While the influx of young migrants has generated concern – for some, over finding legal and humane ways to house them while they work their way through the immigration process, and for others, like Texas Governor Greg Abbott, over factually inaccurate fears of “open border policies” – the immigration-focused reporting outlet BORDER/LINES notes that the recent crossings are “well below historic peaks”.

What’s more, some of the surge in recent days is related to the Trump administration’s various border policies, which drastically slowed the asylum process, stranding tens of thousands in border cities waiting for their claims to process.

Despite the media and political hype around the crossings, the White House has denied the situation constitutes a “crisis”, even though President Joe Biden used the term for a similar surge in 2014 while he was vice-president.

“Look, I don’t think we need to sit here and put new labels on what we have already conveyed is challenging, what we have conveyed is a top priority for the president,” White House press secretary Jen Psaki said at a press conference last week.

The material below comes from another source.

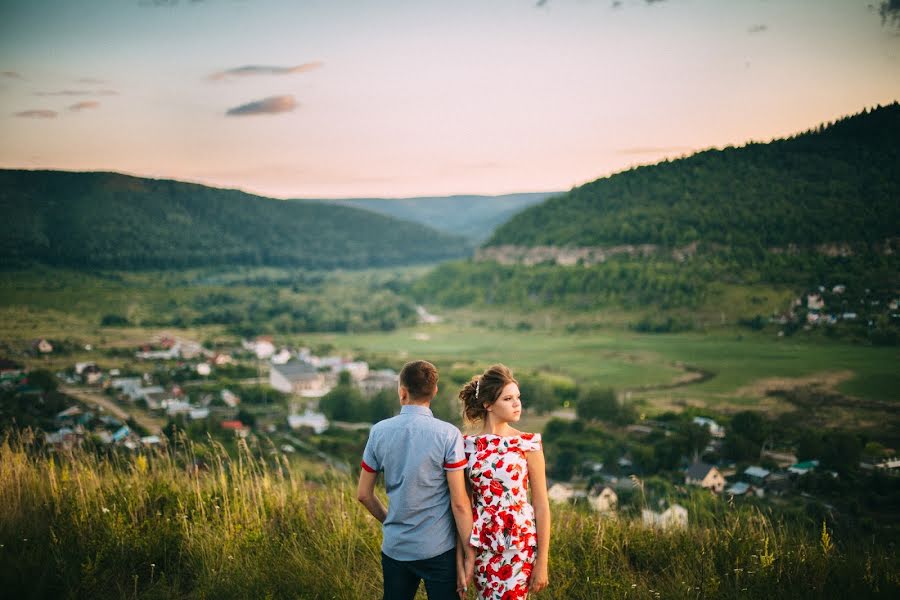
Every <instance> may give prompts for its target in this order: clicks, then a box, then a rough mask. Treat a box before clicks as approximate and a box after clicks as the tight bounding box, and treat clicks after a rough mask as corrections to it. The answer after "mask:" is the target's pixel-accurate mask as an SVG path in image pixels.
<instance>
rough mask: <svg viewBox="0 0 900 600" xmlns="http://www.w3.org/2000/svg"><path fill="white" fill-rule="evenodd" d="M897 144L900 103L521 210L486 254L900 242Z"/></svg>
mask: <svg viewBox="0 0 900 600" xmlns="http://www.w3.org/2000/svg"><path fill="white" fill-rule="evenodd" d="M898 140H900V104H898V103H896V102H895V103H893V104H891V105H889V106H884V107H878V108H875V109H872V110H866V111H864V112H861V113H859V114H857V115H854V116H851V117H847V118H844V119H840V120H839V121H837V122H835V123H831V124H829V125H823V126H819V127H816V128H815V129H812V130H809V131H807V132H805V133H802V134H799V135H796V136H794V137H791V138H787V139H782V140H777V141H773V142H771V143H767V144H761V143H750V144H747V145H746V146H743V147H740V148H732V147H729V148H725V149H723V150H707V151H704V152H700V153H697V154H694V155H692V156H689V157H687V158H682V159H678V160H673V161H665V162H661V163H659V164H656V165H651V166H643V167H637V168H634V169H631V170H628V171H625V172H622V173H618V174H615V175H612V176H609V177H605V178H603V179H598V180H596V181H593V182H591V183H588V184H585V185H582V186H580V187H577V188H574V189H573V190H571V191H569V192H568V193H565V194H562V195H559V196H556V197H554V198H551V199H549V200H547V201H546V202H544V203H543V204H540V205H537V206H533V207H531V208H528V209H526V210H524V211H522V212H520V213H519V214H517V215H515V216H514V217H512V218H511V219H510V220H509V221H508V222H507V223H506V224H504V225H503V226H501V227H499V228H498V229H497V230H496V231H495V232H494V234H493V236H492V237H491V238H490V239H489V240H488V242H487V244H486V245H488V246H499V245H504V244H506V245H510V244H511V245H518V246H526V247H528V246H544V245H546V246H569V247H591V246H604V245H618V244H656V245H661V246H663V247H668V248H675V247H678V246H685V245H688V244H692V243H700V244H701V250H702V249H703V246H704V245H705V246H706V247H707V248H708V247H710V246H715V245H723V246H727V247H730V248H742V249H746V250H749V251H759V250H766V249H772V248H776V249H778V248H780V249H785V248H788V247H792V246H793V247H799V248H801V249H802V248H804V247H814V246H817V245H821V244H834V243H844V244H849V245H850V246H851V247H855V248H856V250H862V249H864V248H869V249H871V248H874V247H875V246H877V245H879V244H884V242H885V240H886V239H888V238H894V237H896V236H898V235H900V143H898Z"/></svg>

Apprehensions at the border have been climbing throughout this year, rising from 75,312 at the southern border in January to 96,974 in February. In 2014, that number peaked at 60,683.

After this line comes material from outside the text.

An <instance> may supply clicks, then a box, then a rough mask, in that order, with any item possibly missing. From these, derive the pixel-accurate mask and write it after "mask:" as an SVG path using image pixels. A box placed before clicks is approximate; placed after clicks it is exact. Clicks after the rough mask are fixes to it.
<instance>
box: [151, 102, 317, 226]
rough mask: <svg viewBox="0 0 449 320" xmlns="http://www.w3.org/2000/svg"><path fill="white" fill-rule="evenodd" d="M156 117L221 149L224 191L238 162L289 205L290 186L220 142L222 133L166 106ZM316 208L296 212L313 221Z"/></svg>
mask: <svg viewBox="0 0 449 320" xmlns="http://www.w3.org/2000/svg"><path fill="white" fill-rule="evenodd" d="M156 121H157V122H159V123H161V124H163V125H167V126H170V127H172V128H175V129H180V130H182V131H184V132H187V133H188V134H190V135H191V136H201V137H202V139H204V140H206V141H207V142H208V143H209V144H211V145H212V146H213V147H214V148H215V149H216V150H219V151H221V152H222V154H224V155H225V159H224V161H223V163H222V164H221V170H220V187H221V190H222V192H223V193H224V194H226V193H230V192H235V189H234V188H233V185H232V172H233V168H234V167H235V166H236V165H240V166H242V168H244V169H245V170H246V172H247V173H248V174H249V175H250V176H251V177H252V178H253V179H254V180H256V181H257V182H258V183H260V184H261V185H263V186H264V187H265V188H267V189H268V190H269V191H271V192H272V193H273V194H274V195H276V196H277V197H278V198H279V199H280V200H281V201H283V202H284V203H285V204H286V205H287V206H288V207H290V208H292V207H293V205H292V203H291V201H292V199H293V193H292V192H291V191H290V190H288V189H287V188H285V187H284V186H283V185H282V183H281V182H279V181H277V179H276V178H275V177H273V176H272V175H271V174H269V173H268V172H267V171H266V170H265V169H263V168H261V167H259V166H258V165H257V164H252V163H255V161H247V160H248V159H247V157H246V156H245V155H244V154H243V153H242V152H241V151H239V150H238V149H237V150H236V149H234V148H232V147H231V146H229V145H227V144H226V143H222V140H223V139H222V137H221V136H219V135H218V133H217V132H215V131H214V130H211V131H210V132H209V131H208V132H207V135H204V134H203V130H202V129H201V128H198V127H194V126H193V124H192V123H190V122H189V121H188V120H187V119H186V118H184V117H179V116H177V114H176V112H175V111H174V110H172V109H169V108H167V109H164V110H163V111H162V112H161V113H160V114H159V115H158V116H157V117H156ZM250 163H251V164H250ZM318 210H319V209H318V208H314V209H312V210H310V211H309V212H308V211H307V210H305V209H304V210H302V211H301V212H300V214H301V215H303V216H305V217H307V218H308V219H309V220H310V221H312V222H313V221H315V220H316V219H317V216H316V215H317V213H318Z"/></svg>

What makes bumps like these particularly challenging is that US immigration detention was largely set up with single, adult males in mind, the group that traditionally immigrated to the US.

Increasingly, however, migration is being driven by groups of families or unaccompanied children coming from Central America, and the US has struggled to balance certain humanitarian provisions like the Flores settlement, a 1997 federal court agreement limits Border Patrol detentions of children and families, with its immigration laws.